Also my hd is running pretty hot to the touch at the very least. I opened my case and that sucker was like a little stove even though it had only been on for a few minutes. My older Quantum HD is always on (it's the one I'm using to write this) and it's much cooler to the touch. Subjective, I know, but maybe it counts for something.

Any more thoughts, suggestions?

Thanks again everyone.

----------

## c4

 *Hal Pacino wrote:*   

> Also my hd is running pretty hot to the touch at the very least. I opened my case and that sucker was like a little stove even though it had only been on for a few minutes. My older Quantum HD is always on (it's the one I'm using to write this) and it's much cooler to the touch. Subjective, I know, but maybe it counts for something.

 

Here's an idea: unplug the faulty drive and let it cool down, say half an hour or something. You'll want to have it cooled down to room temperature. Then the next time you connect your drive, make sure to have lots of air cooling it. 

For example, keep your case open and have the drive connected but leave it placed outside the case on the floor, on a chair etc. All to get as much air to it as possible . Then use any kind of fan you have available for keeping it cooled down. Chassi fans work ok, or why not use a large room-fan (you know like a 30-40 cm size one). I have saved lots of data this way while mounting the drive and than grabbing eveything from it. When reading/writing to/from the harddrive it's temperature rises dramatically so the idea is to keep it as cool as possible. If a baring is worn down it will cause the temperature to increase more rapidly and cause drive errors.. so the steps involved in cooling, mounting and grabbing data may need to be repeated untill you've got everything backed up.

If successful and you could get all your files back, you should probably consider the drive to be faulty. You could use it for temporary things, but IMHO don't keep important work on it anymore.

----------

## Hal Pacino

Assuming I get these errors again, is there any way to force my HD to read its data? Is there anyway to recover data of sucha a HD? Is letting it cool and hoping it works next time the only way?

Thanks for all your help.

----------

## c4

Well, my thought was that the harddrive was failing with reading errors because of overheating. But if something is broken there's not much to do about it but hand it over to experts for data extraction in a lab. 

Once it starts getting read/write errors I belive the system tries to remount the drive in readonly mode to prevent your data getting corrupted. But if this also failes you'll start seing things like { DriveReady SeekComplete Error } in your logs. So as long as the drive is read-only you should still be able to access your files.

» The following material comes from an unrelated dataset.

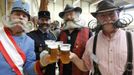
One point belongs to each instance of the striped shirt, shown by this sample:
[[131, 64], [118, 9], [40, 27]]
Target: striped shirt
[[111, 54]]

The cooling trick I descibed above is the only one I know of when 'forcing' a malfunctioning disc to start working again, at least temporarly. If others know of any ways I'd also be interested in learning a few tricks myself.

----------

## Hal Pacino

Anyone else have any thoughts on how to recover the data other than cooling and hoping?

Thanks.

----------

## Hal Pacino

for real... no more suggestions?

thanks.

----------